Слезы бежали по его дряблым, бледным щекам, и на лице отражалась боль. Но сквозь нее проглядывала затаенная злоба.
– О, как я ненавижу его! Как я ненавижу его! – прошипел он.
– Кого это? – спросил я, но бедняга уже опять начал оплакивать свои несчастья. Впрочем, угадать, кого он ненавидит, было нетрудно; труднее было бы угадать, кого он любит. В этом человеке сидел какой-то бес, заставлявший его ненавидеть весь мир. Иногда мне казалось, что он ненавидит даже самого себя – так нелепо и бессмысленно сложилась его жизнь. В такие минуты у меня пробуждалось горячее сочувствие к нему и мне становилось стыдно, что я мог радоваться его неприятностям и страданиям. Жизнь подло обошлась с ним. Она сыграла с ним скверную шутку, сделала его тем, чем он был, и не переставала издеваться над ним. Как мог он быть иным? И как будто в ответ на мои невысказанные мысли он прохныкал:
– Мне всегда, всегда не везло. Некому было послать меня в школу, некому было наполнить мой голодный желудок или вытереть мой расквашенный нос, когда я был малым мальчонкой! Кто когда-либо заботился обо мне? Кто, спрашиваю я?

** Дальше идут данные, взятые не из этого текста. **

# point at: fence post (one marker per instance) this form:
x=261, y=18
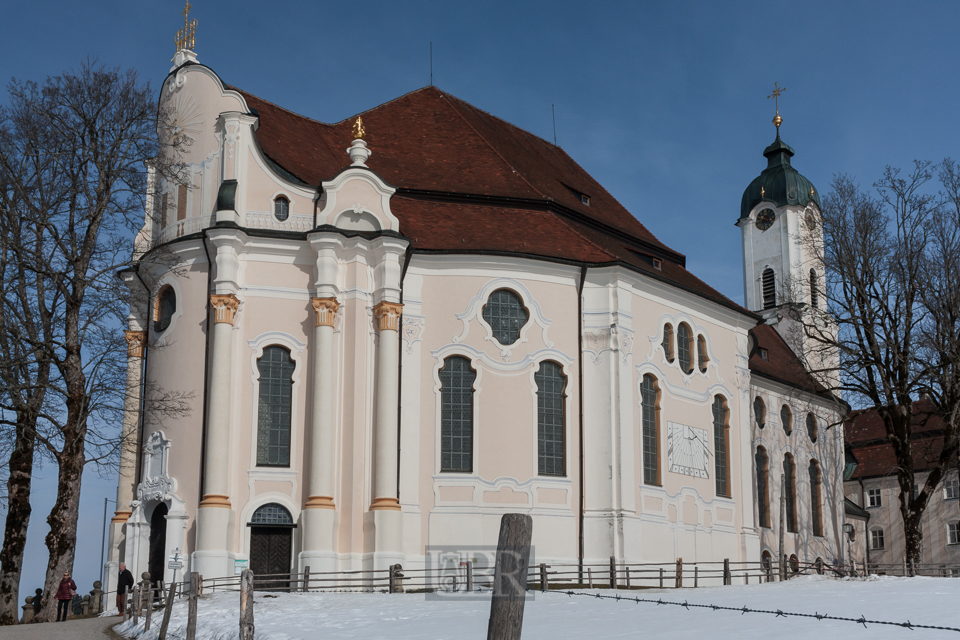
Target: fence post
x=246, y=605
x=510, y=577
x=167, y=610
x=195, y=584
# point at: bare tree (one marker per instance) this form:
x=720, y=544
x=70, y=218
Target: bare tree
x=86, y=141
x=892, y=287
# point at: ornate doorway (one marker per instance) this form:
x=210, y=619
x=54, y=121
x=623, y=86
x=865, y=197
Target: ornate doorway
x=271, y=547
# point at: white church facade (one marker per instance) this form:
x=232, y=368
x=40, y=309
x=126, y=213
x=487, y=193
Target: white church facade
x=393, y=337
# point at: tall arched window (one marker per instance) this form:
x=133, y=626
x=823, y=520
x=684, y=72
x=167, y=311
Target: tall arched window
x=273, y=415
x=650, y=427
x=814, y=289
x=786, y=419
x=667, y=343
x=769, y=288
x=763, y=483
x=685, y=347
x=815, y=498
x=281, y=208
x=790, y=491
x=551, y=448
x=812, y=427
x=720, y=453
x=759, y=412
x=164, y=308
x=456, y=414
x=506, y=315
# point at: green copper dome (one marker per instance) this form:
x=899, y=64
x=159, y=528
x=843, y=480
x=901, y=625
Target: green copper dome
x=780, y=183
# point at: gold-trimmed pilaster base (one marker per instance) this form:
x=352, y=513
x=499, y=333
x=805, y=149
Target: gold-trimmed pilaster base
x=319, y=502
x=385, y=504
x=215, y=500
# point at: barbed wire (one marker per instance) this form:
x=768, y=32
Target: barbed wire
x=744, y=610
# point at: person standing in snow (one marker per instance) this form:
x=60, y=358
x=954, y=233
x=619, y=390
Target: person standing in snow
x=124, y=582
x=65, y=593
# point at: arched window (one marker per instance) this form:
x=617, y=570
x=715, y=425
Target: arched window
x=763, y=483
x=759, y=412
x=786, y=419
x=812, y=427
x=720, y=445
x=456, y=414
x=650, y=427
x=790, y=492
x=551, y=447
x=164, y=308
x=815, y=498
x=702, y=358
x=505, y=314
x=667, y=343
x=769, y=288
x=685, y=348
x=281, y=208
x=814, y=289
x=274, y=406
x=273, y=514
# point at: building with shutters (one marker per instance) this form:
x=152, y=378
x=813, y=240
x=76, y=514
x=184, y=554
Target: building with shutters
x=403, y=325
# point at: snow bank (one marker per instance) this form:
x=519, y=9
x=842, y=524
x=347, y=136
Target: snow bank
x=931, y=601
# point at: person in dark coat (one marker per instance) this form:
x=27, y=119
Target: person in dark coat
x=124, y=582
x=65, y=593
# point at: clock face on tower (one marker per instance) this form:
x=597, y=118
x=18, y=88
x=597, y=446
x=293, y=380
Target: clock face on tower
x=765, y=219
x=687, y=450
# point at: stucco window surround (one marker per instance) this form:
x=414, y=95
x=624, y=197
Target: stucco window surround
x=474, y=311
x=296, y=349
x=160, y=338
x=246, y=515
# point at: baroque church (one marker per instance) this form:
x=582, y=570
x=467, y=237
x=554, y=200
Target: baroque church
x=401, y=326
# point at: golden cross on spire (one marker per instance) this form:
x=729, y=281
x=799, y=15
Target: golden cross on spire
x=187, y=37
x=777, y=90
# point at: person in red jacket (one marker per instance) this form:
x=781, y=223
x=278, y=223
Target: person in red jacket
x=65, y=593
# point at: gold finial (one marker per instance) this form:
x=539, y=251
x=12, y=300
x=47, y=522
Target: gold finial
x=187, y=37
x=777, y=90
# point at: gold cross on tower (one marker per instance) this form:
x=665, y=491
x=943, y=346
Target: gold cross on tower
x=777, y=90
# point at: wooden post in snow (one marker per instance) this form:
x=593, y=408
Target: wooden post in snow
x=510, y=577
x=246, y=605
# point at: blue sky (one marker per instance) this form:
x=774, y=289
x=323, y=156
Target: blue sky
x=663, y=103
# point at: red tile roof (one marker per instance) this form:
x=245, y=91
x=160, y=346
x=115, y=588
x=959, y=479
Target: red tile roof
x=867, y=436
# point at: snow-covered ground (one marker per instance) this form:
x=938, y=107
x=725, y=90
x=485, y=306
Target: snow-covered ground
x=554, y=615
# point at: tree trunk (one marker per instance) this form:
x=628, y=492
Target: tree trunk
x=18, y=517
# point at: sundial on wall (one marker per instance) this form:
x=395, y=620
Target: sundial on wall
x=688, y=450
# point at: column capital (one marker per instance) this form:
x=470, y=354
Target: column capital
x=326, y=310
x=388, y=315
x=224, y=306
x=136, y=341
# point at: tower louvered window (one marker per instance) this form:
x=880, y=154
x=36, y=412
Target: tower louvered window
x=790, y=492
x=651, y=430
x=550, y=420
x=505, y=314
x=763, y=504
x=274, y=407
x=456, y=415
x=769, y=288
x=720, y=445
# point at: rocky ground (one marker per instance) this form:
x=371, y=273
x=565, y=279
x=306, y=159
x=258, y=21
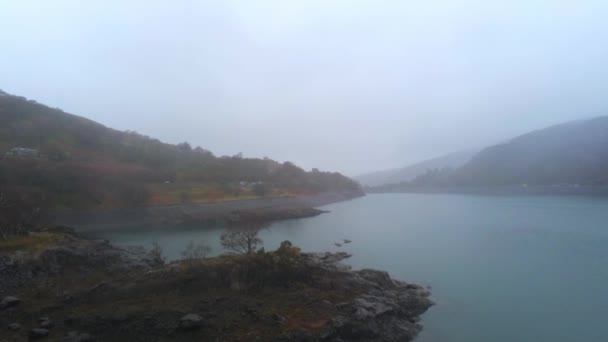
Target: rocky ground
x=64, y=288
x=277, y=208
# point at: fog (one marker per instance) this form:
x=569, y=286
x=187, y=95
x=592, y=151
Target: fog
x=351, y=86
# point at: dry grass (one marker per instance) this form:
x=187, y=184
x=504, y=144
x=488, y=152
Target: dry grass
x=32, y=243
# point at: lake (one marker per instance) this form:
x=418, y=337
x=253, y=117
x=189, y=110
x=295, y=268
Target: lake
x=501, y=268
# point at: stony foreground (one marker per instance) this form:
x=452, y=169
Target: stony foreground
x=70, y=289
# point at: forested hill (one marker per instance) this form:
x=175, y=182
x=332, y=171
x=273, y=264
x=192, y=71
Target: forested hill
x=71, y=161
x=570, y=153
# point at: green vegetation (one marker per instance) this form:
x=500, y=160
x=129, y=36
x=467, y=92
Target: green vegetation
x=77, y=163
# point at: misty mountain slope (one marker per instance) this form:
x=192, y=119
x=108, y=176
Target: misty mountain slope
x=71, y=161
x=574, y=153
x=408, y=173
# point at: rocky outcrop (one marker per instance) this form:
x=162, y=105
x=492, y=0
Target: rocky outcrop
x=281, y=296
x=83, y=256
x=389, y=310
x=276, y=208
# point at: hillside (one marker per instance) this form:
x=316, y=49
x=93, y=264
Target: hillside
x=409, y=173
x=73, y=162
x=571, y=153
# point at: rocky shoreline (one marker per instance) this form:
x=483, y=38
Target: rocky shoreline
x=83, y=290
x=269, y=209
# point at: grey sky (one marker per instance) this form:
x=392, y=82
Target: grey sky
x=351, y=86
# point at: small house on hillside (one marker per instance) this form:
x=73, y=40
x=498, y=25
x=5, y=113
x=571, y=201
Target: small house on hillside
x=23, y=152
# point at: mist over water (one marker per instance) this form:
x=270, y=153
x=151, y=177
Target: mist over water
x=501, y=268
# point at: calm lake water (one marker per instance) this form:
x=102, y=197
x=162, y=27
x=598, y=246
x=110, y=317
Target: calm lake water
x=501, y=268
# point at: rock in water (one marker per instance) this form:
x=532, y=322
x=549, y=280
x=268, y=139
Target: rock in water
x=75, y=336
x=38, y=333
x=8, y=302
x=14, y=326
x=191, y=321
x=45, y=323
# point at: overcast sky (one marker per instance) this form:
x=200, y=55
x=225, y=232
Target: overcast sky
x=351, y=86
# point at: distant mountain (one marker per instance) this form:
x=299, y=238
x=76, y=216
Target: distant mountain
x=571, y=153
x=71, y=161
x=409, y=173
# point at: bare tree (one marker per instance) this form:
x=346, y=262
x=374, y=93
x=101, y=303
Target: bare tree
x=241, y=240
x=241, y=236
x=5, y=226
x=195, y=252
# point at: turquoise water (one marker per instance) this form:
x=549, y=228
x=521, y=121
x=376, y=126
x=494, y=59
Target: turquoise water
x=501, y=268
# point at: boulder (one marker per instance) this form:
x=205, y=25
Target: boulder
x=45, y=323
x=75, y=336
x=14, y=327
x=191, y=321
x=8, y=302
x=38, y=333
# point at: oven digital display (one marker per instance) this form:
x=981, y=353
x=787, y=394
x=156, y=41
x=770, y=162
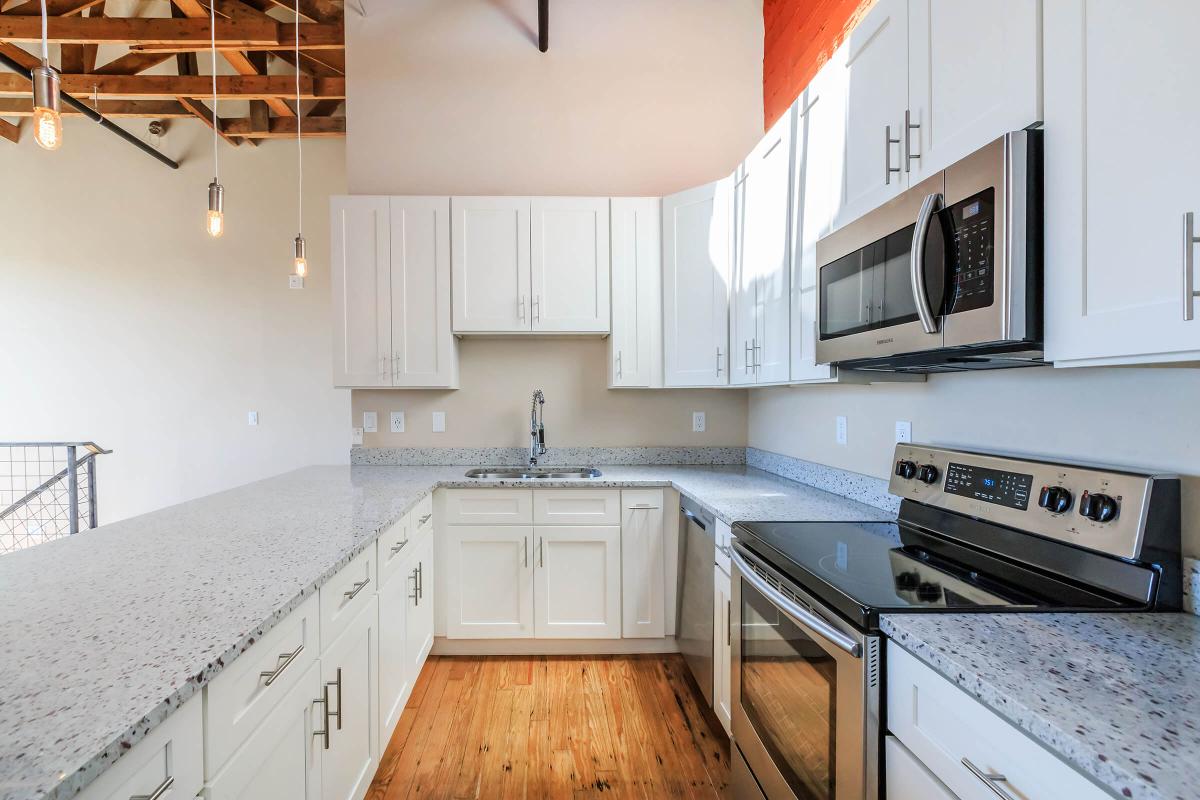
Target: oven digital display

– Не огорчайтесь, Томми, – сказал я, успокаивающе кладя руку ему на плечо. – Подбодритесь. Все придет в порядок. У вас еще долгие годы впереди, и вы успеете чего-нибудь достигнуть.

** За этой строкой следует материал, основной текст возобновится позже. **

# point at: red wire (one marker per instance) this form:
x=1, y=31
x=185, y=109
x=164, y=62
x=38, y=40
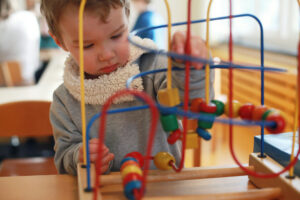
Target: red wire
x=152, y=131
x=247, y=171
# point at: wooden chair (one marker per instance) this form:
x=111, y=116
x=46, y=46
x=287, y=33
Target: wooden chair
x=26, y=119
x=10, y=74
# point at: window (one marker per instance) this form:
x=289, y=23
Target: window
x=280, y=20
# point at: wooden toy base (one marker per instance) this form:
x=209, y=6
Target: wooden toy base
x=201, y=183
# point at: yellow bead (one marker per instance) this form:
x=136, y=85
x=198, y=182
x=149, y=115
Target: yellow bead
x=131, y=169
x=191, y=141
x=162, y=160
x=235, y=108
x=169, y=97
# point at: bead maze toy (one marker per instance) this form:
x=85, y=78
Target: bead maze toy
x=269, y=179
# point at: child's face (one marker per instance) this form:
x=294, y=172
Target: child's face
x=106, y=46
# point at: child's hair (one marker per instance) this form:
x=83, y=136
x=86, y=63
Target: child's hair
x=5, y=9
x=52, y=10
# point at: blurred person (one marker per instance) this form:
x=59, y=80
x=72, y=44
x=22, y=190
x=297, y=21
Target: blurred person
x=148, y=18
x=19, y=39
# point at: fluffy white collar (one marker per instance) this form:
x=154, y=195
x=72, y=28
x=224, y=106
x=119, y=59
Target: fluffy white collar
x=98, y=90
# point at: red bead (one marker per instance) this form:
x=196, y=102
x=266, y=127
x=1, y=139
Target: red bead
x=129, y=162
x=138, y=156
x=195, y=104
x=208, y=107
x=246, y=111
x=131, y=177
x=279, y=123
x=174, y=136
x=258, y=112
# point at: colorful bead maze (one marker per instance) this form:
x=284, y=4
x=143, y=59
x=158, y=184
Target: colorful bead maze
x=269, y=180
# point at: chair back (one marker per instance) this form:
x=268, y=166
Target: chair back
x=10, y=74
x=25, y=119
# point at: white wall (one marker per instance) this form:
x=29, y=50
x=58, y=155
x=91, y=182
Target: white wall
x=179, y=12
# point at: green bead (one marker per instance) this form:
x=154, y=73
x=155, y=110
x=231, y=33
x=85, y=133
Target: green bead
x=206, y=124
x=169, y=122
x=220, y=107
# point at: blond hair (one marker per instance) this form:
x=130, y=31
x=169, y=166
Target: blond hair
x=53, y=9
x=5, y=9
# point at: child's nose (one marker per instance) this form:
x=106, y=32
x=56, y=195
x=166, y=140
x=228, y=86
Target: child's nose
x=105, y=55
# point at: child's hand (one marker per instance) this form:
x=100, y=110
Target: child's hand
x=198, y=47
x=107, y=157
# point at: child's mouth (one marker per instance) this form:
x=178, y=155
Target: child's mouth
x=109, y=69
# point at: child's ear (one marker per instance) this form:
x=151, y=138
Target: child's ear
x=57, y=41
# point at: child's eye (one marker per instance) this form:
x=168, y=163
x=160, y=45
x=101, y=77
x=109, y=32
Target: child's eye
x=117, y=36
x=88, y=46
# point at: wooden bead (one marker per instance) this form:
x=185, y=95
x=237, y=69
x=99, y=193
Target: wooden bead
x=129, y=162
x=169, y=122
x=131, y=177
x=220, y=107
x=192, y=141
x=131, y=169
x=203, y=133
x=195, y=105
x=192, y=125
x=246, y=110
x=129, y=187
x=235, y=108
x=126, y=159
x=258, y=112
x=168, y=97
x=174, y=136
x=138, y=156
x=206, y=124
x=268, y=112
x=162, y=160
x=208, y=107
x=279, y=123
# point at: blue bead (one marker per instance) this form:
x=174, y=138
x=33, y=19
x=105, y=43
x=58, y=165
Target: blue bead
x=203, y=133
x=126, y=159
x=129, y=187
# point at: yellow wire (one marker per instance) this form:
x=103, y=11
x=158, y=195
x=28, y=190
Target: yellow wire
x=169, y=73
x=207, y=73
x=81, y=60
x=291, y=171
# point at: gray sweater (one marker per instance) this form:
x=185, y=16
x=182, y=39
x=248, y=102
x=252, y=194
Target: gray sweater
x=125, y=132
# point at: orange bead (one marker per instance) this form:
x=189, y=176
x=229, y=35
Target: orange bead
x=258, y=112
x=131, y=169
x=235, y=108
x=162, y=160
x=168, y=97
x=129, y=162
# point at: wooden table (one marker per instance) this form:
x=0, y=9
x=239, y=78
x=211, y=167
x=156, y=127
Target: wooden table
x=64, y=187
x=46, y=187
x=50, y=80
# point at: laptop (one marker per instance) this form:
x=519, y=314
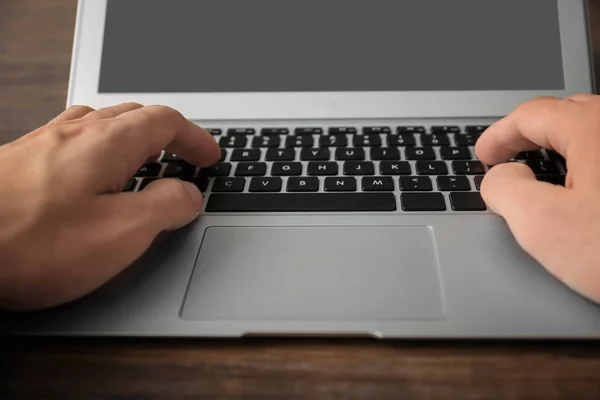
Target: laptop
x=346, y=202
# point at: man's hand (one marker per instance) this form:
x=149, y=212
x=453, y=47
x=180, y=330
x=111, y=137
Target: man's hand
x=65, y=228
x=558, y=226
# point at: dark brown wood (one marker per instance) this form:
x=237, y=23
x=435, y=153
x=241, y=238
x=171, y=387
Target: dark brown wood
x=35, y=50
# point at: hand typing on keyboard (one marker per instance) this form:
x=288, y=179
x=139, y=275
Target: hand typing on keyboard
x=66, y=228
x=84, y=196
x=559, y=226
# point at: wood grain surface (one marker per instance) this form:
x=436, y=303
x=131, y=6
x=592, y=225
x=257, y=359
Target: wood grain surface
x=35, y=52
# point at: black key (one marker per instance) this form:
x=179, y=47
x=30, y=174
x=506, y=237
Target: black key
x=431, y=168
x=246, y=154
x=378, y=184
x=435, y=140
x=251, y=169
x=553, y=179
x=280, y=155
x=340, y=184
x=214, y=131
x=401, y=140
x=233, y=141
x=553, y=155
x=265, y=185
x=149, y=170
x=455, y=153
x=129, y=185
x=423, y=202
x=303, y=185
x=221, y=169
x=333, y=141
x=321, y=154
x=145, y=182
x=470, y=139
x=476, y=128
x=395, y=168
x=468, y=168
x=274, y=131
x=467, y=202
x=179, y=170
x=349, y=154
x=240, y=131
x=530, y=155
x=305, y=202
x=308, y=131
x=453, y=183
x=543, y=167
x=445, y=129
x=322, y=168
x=229, y=185
x=385, y=153
x=266, y=141
x=170, y=157
x=368, y=130
x=286, y=169
x=342, y=131
x=415, y=184
x=420, y=153
x=410, y=129
x=201, y=182
x=359, y=168
x=478, y=180
x=366, y=140
x=299, y=141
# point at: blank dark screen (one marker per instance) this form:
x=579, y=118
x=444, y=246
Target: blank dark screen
x=157, y=46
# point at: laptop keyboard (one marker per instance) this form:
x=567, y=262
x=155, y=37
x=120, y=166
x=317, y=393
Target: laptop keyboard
x=344, y=169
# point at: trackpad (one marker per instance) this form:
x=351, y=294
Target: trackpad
x=315, y=273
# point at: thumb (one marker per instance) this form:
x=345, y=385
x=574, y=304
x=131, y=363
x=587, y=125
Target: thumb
x=170, y=203
x=512, y=191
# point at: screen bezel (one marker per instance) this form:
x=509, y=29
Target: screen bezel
x=86, y=62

– Это ложь! Гнусная ложь! – заорал он мне в лицо, стряхивая мою руку. – Это ложь, и вы сами это знаете. Я уже достиг всего, чего мог. Такие рассуждения хороши для вас, Горб. Вы родились джентльменом. Вы никогда не знали, что значит быть голодным и засыпать голодным в слезах, когда ваш пустой желудок грызет вас, словно забравшаяся внутрь крыса. Мне уж не выплыть. И если я завтра проснусь президентом Соединенных Штатов, то разве это насытит меня за то время, когда я бегал голодным щенком? И разве может быть иначе? Я родился для страдания. Я перенес их столько, что хватило бы на десятерых. Половину своей злосчастной жизни я провалялся по больницам. Я хворал лихорадкой в Аспинвале, в Гаванне, в Нью-Орлеане. Я чуть не умер от цинги и полгода мучился ею в Барбадосе. Оспа в Гонолулу. Перелом обеих ног в Шанхае. Воспаление легких в Уналаше. Три сломанных ребра во Фриско. А теперь! Взгляните на меня! Взгляните на меня! Мне снова поломали все ребра. И наверное, я буду харкать кровью. Кто же мне возместит все это, спрашиваю я. Кто это сделает? Бог, что ли? Видно, Бог здорово ненавидел меня, если послал гулять по этому проклятому миру.